UK charges former Glencore oil chief with corruption
Unlock Digest Editor for free
FT Editor Roula Khalaf picks her favourite stories in this weekly newsletter.
Britain’s Serious Fraud Office has charged Glencore’s former oil chief billionaire Alex Beard and four other former executives with conspiracy to make corrupt payments after a lengthy investigation into alleged bribery by the UK-listed commodities trader in Africa.
Beard, who ran Glencore’s oil division from 2007 until his retirement in 2019, became a billionaire when the company listed in London in 2011 and is the highest-profile commodities trader to be charged with corruption in Britain.
Beard was charged along with former colleagues Andrew Gibson, Paul Hopkirk, Ramon Labiaga and Martin Wakefield in connection with oil contracts awarded to Glencore interests, the SFO said on Thursday. The defendants are due to appear at Westminster Magistrates Court on September 10.
The fraud watchdog first opened an investigation into Glencore in 2019 over bribery allegations related to its London-based West Africa unit, which sources and trades crude across the continent. The SFO had initially planned to announce the charges last year but was forced to delay its decision after receiving further evidence.
Beard, 56, faces two counts of conspiracy to make corrupt payments to government officials and officials of state-owned companies in Nigeria between 2010 and 2014 and Cameroon between 2007 and 2014, while Hopkirk, 50, and Labiaga, 55, each face one count of conspiracy to make corrupt payments to Nigerian officials between 2010 and 2014.
Gibson, 64, and Wakefield, 64, were charged with four and three counts respectively in connection with a conspiracy to make corrupt payments to officials in Nigeria, Cameroon and Ivory Coast at various times between 2007 and 2014. The pair were also charged with one count of falsifying documents between 2007 and 2011.
Glencore was founded in 1974 by Marc Rich, widely regarded as the father of modern commodities trading, who fled to Switzerland when he faced US criminal charges in 1983 for dealing with Iran.
Headquartered in the Swiss town of Baar and listed in London, Glencore has grown into a commodities giant with mines and trading operations around the world. The company has long faced scrutiny over some of its operations.
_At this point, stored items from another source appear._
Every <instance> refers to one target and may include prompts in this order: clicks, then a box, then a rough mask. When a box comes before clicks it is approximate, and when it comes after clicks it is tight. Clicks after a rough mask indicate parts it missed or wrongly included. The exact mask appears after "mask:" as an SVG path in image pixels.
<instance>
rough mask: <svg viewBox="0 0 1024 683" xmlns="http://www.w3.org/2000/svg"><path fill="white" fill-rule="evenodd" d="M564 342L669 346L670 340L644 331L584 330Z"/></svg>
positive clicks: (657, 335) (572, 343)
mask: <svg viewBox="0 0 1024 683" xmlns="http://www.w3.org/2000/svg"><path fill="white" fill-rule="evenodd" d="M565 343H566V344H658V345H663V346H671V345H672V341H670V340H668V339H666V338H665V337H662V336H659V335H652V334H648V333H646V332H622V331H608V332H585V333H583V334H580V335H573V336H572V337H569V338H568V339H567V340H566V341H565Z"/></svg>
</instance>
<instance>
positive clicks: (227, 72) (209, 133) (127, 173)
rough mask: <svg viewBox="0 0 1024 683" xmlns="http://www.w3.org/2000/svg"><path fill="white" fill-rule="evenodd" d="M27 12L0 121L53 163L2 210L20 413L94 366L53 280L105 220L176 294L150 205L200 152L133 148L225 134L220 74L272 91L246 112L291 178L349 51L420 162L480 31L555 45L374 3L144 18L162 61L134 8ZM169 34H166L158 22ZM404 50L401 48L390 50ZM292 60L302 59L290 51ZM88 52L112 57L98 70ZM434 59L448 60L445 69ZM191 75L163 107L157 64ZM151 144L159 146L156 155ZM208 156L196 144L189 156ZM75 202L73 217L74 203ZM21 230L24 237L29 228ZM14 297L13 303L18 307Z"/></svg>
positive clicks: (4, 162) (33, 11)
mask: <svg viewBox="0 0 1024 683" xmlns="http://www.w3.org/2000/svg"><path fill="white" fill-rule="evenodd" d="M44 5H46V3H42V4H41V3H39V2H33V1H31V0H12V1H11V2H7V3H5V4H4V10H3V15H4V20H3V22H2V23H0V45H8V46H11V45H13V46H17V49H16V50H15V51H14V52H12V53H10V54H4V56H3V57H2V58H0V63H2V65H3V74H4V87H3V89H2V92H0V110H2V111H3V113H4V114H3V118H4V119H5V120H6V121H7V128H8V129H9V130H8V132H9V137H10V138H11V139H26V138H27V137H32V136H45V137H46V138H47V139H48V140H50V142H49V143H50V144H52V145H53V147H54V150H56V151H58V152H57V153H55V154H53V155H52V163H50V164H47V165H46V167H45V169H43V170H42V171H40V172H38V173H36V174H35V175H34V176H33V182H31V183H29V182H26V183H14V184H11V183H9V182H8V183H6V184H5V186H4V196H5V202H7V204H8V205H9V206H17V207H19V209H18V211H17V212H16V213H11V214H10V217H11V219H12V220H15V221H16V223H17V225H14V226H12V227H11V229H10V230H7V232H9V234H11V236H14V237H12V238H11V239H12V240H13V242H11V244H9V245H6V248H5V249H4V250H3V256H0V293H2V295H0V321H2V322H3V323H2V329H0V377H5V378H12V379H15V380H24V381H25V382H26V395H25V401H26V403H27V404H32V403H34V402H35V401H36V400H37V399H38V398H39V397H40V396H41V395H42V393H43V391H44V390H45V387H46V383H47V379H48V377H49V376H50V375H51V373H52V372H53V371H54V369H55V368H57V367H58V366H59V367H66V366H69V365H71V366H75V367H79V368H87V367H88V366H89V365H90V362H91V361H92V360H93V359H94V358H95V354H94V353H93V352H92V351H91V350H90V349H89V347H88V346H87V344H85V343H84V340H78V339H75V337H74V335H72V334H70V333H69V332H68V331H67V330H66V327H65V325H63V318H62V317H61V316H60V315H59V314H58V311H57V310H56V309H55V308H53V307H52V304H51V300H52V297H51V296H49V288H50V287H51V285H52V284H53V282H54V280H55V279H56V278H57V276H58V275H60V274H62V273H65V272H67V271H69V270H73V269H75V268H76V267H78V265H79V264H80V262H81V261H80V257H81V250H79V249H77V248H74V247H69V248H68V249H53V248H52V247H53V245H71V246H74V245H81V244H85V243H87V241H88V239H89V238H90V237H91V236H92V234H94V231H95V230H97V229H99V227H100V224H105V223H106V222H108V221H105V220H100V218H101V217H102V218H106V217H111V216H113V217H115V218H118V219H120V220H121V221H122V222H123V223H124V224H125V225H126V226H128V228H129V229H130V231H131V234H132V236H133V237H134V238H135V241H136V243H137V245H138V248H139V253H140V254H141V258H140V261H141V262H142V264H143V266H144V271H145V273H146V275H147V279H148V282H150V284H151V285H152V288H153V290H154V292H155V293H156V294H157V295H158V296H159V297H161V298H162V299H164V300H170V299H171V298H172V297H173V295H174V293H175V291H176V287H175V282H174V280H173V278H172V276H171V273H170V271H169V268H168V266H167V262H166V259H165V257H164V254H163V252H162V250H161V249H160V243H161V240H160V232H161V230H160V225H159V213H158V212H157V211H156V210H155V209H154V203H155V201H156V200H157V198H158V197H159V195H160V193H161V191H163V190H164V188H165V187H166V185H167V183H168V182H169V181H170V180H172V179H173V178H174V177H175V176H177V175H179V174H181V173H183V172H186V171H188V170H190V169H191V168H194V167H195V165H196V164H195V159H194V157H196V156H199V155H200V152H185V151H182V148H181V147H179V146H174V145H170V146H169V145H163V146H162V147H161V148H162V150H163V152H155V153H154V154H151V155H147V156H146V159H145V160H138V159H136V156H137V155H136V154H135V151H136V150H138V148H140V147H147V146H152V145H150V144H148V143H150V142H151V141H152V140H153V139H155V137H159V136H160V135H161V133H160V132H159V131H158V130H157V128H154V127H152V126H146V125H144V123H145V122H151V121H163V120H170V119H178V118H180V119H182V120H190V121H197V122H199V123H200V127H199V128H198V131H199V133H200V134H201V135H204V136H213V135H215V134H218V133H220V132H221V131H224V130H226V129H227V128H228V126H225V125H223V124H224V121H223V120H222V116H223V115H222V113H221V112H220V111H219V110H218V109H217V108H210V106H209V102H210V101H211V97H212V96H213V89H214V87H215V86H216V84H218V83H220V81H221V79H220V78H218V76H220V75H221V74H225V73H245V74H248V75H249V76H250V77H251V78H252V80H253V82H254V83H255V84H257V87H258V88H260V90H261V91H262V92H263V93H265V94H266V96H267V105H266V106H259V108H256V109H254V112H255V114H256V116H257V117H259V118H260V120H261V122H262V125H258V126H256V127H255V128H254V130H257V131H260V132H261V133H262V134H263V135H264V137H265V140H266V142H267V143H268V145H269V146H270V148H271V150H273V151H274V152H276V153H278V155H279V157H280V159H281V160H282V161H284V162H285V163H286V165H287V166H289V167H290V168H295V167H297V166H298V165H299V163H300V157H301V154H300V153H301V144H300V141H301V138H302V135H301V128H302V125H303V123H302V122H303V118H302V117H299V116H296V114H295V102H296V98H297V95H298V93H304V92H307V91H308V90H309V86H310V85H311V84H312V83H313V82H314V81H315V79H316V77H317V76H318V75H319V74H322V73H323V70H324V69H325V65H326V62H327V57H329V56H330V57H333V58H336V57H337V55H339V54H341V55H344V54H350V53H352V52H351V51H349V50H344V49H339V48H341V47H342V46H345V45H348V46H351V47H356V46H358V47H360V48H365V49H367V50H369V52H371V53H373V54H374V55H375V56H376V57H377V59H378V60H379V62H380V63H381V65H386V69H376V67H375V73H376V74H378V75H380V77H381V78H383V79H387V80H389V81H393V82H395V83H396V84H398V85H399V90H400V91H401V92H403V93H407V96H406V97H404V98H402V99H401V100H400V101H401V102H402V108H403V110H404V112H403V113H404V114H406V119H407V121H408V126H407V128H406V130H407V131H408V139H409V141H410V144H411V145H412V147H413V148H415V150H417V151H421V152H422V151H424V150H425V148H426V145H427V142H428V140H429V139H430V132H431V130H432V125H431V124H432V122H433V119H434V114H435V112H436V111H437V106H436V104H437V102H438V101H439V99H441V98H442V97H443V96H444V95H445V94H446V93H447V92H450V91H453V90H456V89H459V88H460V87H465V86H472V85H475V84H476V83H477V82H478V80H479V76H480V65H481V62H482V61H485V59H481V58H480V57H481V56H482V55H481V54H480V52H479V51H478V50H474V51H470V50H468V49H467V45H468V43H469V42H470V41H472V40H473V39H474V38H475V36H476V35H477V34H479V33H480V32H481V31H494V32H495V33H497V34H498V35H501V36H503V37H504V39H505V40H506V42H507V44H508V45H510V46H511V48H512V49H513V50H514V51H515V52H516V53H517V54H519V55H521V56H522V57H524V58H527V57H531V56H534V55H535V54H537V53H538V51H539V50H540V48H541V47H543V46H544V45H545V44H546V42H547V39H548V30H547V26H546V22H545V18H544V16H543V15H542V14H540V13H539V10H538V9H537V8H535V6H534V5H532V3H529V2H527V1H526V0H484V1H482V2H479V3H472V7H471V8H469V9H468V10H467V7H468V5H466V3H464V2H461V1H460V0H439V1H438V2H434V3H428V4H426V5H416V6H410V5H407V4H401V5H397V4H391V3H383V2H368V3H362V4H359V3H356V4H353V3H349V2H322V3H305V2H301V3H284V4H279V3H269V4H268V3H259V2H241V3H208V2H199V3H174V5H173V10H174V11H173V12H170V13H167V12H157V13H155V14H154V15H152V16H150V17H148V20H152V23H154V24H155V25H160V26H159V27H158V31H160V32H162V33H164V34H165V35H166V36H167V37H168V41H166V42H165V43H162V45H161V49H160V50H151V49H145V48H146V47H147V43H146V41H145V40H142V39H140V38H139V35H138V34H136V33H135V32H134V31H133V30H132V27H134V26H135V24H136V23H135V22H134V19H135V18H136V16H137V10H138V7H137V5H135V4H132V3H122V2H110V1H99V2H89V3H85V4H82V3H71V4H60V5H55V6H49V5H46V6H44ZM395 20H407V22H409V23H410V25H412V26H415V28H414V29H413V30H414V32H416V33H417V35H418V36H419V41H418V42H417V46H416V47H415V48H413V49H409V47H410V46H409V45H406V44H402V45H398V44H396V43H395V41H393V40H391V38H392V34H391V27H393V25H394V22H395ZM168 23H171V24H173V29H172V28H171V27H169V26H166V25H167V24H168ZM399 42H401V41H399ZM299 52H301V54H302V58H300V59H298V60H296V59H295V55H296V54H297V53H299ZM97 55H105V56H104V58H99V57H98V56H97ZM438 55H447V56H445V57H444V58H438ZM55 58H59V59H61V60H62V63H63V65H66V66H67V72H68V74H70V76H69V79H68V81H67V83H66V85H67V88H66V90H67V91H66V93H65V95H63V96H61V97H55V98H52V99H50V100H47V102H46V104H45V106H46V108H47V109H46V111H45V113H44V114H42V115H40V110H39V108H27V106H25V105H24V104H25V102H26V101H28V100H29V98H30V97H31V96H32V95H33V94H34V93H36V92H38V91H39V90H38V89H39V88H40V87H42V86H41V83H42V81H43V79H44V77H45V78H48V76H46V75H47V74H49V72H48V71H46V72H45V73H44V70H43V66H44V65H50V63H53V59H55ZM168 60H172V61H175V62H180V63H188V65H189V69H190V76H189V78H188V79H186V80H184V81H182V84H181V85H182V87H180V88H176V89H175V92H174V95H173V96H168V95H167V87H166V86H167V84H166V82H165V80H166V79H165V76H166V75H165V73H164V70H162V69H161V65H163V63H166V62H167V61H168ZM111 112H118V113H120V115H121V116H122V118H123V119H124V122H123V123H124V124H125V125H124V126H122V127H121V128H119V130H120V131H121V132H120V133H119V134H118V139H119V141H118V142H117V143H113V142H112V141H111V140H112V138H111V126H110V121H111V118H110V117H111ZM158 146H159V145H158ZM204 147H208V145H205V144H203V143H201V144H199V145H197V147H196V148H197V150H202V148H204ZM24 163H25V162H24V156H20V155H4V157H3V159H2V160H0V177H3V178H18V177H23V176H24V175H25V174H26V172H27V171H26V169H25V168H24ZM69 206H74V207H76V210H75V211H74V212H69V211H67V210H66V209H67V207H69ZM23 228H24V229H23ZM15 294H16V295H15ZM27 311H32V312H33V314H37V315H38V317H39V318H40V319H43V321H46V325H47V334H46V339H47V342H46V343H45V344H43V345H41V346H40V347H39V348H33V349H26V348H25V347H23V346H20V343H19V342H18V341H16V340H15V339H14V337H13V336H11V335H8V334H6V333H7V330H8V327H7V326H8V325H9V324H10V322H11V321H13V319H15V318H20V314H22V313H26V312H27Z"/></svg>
The charges against the former executives are the latest in a series of cases brought by European and US prosecutors against commodities trading companies or their executives.
Mike Wainwright, chief executive of rival firm Trafigura, was charged by Swiss investigators in December with arranging bribes in Angola between 2009 and 2010. Trafigura said Wainwright denied the allegations against him.
A former oil trader at Vitol was convicted in a US court in February of organizing more than $1 million in bribes in Ecuador and Mexico between 2015 and 2020.
The SFO had to seek permission from the attorney general of England and Wales to bring charges due to the laws the SFO uses to prosecute individuals. The UK general election meant that decision was passed from former attorney general Victoria Prentis to Richard Hermer was appointed last month..
The SFO initially looked into 11 former Glencore executives over the conduct. The names of the suspects have so far been protected by a court reporting order.
“Bribery damages financial markets and causes lasting harm to communities,” Nick Ephgrave, director of the SFO, said in a statement. “Today’s action is an important step towards exposing corruption overseas and holding those responsible to account.”